Online vintage clothing retailer Modcloth’s Alicia Barnes, in the other hand, sees Pinterest as their best source of free referrals in terms of traffic and revenue. Ninety-nine percent of the approximately 7,000 pins tagged on their Pinterest board comes from advocates of the ModCloth brand and products, she says.
Other big brands that have adopted Pinterest to their advantage include Whole Foods (they not only focus on foods but related themes including holidays, cooking, recycling, art projects and the Whole Planet Foundation) and Travel Channel (the U.S. cable TV network taps into interests such as animals, street food, behind-the-scenes personal photos, beaches, landmarks and souvenirs).
Getting Started with Pinterest
Does your business need to be on Pinterest? Not necessarily. But I’ll be honest in telling you that I am including Pinterest in the social media strategy for a client for the first time this month. Why? For one, Pinterest is attracting eyeballs. Lots of them. At the time of writing this post, Pinterest is now the 16th most visited website in the United States, attracting more American visitors than even AOL or Paypal.
Obviously Pinterest is a visual site, so the question you need to ask yourself is: Do the products and services that my company sells have visual aspects to them? If they are visually appealing, Pinterest is a no-brainer for your company to at least establish a presence and experiment with. Similar to how even a B2B social media website like LinkedIn has compelling uses for B2C companies, B2B businesses can also leverage whatever visual aspects they might have to use Pinterest as well. Looking for ideas? Check out the my Pinterest page. Guess what? Over the last 10 days, outside of search engines, that page (which is very much a work-in-progress) is now sending me the 5th most traffic – more than LinkedIn!
Since I’ve hopefully perked your interest, here’s 5 easy pointers to help you get started with Pinterest:
- Optimize. Just like with any other social media platform, make sure that you optimize your bio, location, and potentially even your URL and name, for SEO.
- Brand. There are a few options for your profile photo, but if you have an optimized Facebook image, use that as it gives you the most real estate for your branding on your page.

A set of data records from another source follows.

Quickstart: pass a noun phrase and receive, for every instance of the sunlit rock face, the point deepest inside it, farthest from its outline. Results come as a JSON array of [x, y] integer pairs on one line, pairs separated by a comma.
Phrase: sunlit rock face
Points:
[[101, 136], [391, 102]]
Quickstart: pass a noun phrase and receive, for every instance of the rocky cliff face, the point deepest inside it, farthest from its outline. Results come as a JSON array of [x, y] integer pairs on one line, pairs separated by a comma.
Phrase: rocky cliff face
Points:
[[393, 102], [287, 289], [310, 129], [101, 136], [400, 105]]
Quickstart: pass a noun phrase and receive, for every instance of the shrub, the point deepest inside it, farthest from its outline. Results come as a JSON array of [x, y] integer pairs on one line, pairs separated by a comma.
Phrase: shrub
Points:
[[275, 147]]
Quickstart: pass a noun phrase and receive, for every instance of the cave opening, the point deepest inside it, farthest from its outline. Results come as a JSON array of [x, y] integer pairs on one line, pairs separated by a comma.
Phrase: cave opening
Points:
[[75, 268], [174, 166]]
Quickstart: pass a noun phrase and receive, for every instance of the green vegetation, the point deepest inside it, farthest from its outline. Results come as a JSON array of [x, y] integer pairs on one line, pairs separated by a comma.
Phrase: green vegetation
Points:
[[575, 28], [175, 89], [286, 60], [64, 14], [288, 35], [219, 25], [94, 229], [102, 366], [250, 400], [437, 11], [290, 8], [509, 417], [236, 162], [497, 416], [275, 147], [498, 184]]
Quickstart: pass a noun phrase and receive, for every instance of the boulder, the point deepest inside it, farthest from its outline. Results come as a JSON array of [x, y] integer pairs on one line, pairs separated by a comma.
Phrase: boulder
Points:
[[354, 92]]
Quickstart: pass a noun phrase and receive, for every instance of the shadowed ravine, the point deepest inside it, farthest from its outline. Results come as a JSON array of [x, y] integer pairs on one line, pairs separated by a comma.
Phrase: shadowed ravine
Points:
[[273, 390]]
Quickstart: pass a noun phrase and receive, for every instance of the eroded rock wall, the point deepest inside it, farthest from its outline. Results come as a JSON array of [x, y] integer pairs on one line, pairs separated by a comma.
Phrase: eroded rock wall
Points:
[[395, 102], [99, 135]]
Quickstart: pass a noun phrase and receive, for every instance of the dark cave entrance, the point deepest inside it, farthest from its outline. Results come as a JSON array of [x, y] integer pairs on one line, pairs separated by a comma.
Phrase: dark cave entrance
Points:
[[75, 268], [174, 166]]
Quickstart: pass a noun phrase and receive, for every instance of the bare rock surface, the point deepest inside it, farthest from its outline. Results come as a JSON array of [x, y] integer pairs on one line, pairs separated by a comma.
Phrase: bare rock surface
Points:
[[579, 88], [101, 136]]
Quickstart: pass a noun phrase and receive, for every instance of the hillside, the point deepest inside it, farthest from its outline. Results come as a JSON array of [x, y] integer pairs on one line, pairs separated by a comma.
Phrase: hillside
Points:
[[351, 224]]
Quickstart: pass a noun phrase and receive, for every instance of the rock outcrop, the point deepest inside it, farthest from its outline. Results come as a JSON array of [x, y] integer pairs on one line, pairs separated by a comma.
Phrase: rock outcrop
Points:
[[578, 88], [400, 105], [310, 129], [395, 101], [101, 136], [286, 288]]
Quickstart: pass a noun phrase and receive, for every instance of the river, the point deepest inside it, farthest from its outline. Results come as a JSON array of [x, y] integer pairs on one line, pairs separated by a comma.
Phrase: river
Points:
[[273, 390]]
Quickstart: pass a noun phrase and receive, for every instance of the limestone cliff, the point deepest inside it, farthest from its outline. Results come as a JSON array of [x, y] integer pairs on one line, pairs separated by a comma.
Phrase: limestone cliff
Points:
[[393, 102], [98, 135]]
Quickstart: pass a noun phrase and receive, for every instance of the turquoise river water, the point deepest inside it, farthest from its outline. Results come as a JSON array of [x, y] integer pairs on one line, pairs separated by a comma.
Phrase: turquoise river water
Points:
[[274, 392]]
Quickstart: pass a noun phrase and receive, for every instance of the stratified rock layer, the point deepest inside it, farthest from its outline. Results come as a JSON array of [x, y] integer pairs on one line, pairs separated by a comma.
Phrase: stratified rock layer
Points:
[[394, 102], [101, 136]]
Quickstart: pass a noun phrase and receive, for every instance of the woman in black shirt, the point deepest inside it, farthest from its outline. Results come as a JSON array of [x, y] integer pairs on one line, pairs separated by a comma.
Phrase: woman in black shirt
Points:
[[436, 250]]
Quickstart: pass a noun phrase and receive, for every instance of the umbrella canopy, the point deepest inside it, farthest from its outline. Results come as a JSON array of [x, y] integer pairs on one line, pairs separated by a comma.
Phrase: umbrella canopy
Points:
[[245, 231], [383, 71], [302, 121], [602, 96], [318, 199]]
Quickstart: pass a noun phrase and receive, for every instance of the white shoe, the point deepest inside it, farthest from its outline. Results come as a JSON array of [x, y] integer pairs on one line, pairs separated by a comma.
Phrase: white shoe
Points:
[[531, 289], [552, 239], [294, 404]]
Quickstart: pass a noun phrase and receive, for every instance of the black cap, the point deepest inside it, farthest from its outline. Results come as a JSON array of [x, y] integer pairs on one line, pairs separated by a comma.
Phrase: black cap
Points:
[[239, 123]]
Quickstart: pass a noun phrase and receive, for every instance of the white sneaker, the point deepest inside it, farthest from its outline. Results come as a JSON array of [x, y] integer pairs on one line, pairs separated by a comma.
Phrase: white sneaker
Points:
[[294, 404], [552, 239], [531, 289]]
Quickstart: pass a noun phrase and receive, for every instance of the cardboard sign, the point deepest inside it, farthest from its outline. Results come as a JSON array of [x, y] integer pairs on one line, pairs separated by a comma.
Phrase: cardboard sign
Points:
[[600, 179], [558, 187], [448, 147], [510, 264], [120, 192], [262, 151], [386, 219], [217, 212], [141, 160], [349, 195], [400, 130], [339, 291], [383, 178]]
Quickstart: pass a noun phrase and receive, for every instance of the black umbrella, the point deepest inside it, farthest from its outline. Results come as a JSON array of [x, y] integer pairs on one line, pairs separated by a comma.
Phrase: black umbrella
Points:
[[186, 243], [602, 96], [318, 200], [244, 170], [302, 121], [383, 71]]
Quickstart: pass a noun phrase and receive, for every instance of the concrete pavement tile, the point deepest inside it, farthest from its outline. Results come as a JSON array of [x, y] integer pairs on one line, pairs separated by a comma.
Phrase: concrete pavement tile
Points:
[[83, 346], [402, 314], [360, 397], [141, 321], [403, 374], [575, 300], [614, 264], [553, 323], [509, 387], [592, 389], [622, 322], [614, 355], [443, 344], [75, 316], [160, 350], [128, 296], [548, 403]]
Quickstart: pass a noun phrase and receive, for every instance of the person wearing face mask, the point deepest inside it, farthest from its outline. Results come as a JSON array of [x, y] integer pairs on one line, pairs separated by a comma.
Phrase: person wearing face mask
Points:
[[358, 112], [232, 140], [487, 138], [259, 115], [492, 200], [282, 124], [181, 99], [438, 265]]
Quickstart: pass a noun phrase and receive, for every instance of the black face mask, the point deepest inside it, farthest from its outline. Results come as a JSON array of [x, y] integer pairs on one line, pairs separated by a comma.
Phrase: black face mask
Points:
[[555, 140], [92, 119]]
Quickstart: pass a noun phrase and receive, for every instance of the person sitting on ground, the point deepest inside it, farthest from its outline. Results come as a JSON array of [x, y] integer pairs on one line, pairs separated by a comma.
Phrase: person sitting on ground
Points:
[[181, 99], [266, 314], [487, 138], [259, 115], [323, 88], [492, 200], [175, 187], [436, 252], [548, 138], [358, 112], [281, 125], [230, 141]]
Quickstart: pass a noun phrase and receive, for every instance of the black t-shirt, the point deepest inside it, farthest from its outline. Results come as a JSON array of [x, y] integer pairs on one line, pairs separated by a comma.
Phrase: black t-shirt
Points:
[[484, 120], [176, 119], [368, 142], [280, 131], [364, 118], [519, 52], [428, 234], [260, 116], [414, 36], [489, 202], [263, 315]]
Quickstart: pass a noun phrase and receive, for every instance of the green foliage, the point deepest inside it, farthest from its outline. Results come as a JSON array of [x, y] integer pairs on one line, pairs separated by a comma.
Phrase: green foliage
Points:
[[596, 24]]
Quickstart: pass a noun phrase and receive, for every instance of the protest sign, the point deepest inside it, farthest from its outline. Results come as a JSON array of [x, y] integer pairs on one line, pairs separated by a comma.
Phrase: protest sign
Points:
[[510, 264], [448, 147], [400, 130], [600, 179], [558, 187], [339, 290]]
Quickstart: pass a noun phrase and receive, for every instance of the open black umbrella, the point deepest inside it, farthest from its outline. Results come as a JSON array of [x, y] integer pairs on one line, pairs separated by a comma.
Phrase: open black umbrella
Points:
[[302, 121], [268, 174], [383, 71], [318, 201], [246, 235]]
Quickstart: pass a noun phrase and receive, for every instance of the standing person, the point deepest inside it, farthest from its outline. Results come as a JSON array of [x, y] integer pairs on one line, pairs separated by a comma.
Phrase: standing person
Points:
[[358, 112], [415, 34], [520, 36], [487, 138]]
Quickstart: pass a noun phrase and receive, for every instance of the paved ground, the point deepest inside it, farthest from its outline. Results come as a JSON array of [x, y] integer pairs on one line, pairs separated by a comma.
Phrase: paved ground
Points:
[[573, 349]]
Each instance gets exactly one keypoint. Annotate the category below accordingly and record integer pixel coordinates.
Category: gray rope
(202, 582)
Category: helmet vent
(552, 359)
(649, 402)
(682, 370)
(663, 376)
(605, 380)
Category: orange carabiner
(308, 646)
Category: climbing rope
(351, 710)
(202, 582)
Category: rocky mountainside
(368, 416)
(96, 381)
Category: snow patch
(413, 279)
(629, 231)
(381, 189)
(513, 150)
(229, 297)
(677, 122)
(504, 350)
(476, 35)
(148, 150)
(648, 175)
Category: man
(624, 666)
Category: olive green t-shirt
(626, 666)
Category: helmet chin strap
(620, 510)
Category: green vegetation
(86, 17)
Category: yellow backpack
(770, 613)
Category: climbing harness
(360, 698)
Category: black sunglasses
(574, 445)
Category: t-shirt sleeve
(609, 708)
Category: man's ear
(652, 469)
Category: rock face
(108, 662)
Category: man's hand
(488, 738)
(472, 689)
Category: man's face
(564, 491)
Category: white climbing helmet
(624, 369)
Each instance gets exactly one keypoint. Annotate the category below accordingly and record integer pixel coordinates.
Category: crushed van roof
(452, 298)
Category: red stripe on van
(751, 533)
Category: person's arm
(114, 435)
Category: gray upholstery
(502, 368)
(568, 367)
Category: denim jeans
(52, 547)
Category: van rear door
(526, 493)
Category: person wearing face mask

- Strategize. Users can have multiple Pinboards, each having a different theme. Pinterest creates some sample boards for you which you should edit. I recommend that, wherever possible, align your social media content strategy with your Pinterest board themes.
- Engage. If you can find them, engage with your target customer. You can search by category or simply by keyword. Check out their boards, and if you come across a pin that you like and find appropriate, you can either Like or Repin it on one of your Pinboards using the icons that show up when you hover over the item. At the least you can simply comment on the pin.
- Follow. Similar to the engagement advice, following relevant boards of your target customer, or as part of your Pinterest content curation, is a simple way to engage and potentially be found by others.
Once you’ve gotten your feet wet, here are a few advanced tips that will help you in promoting your brands and products through Pinterest:
- Use it like a focus group to find out how what your followers like (or dislike) through their boards.
- Run contests, like having people Pin photos of them using your products, to generate buzz. It’s a great way of drumming up interest to a large audience at virtually zero cost and with active engagement all throughout to boot.
- Promote a lifestyle. Pin photos that capture the culture of your company or its brand essence instead of straight up posting product shots.
- If you have videos on YouTube, why not pin them as well?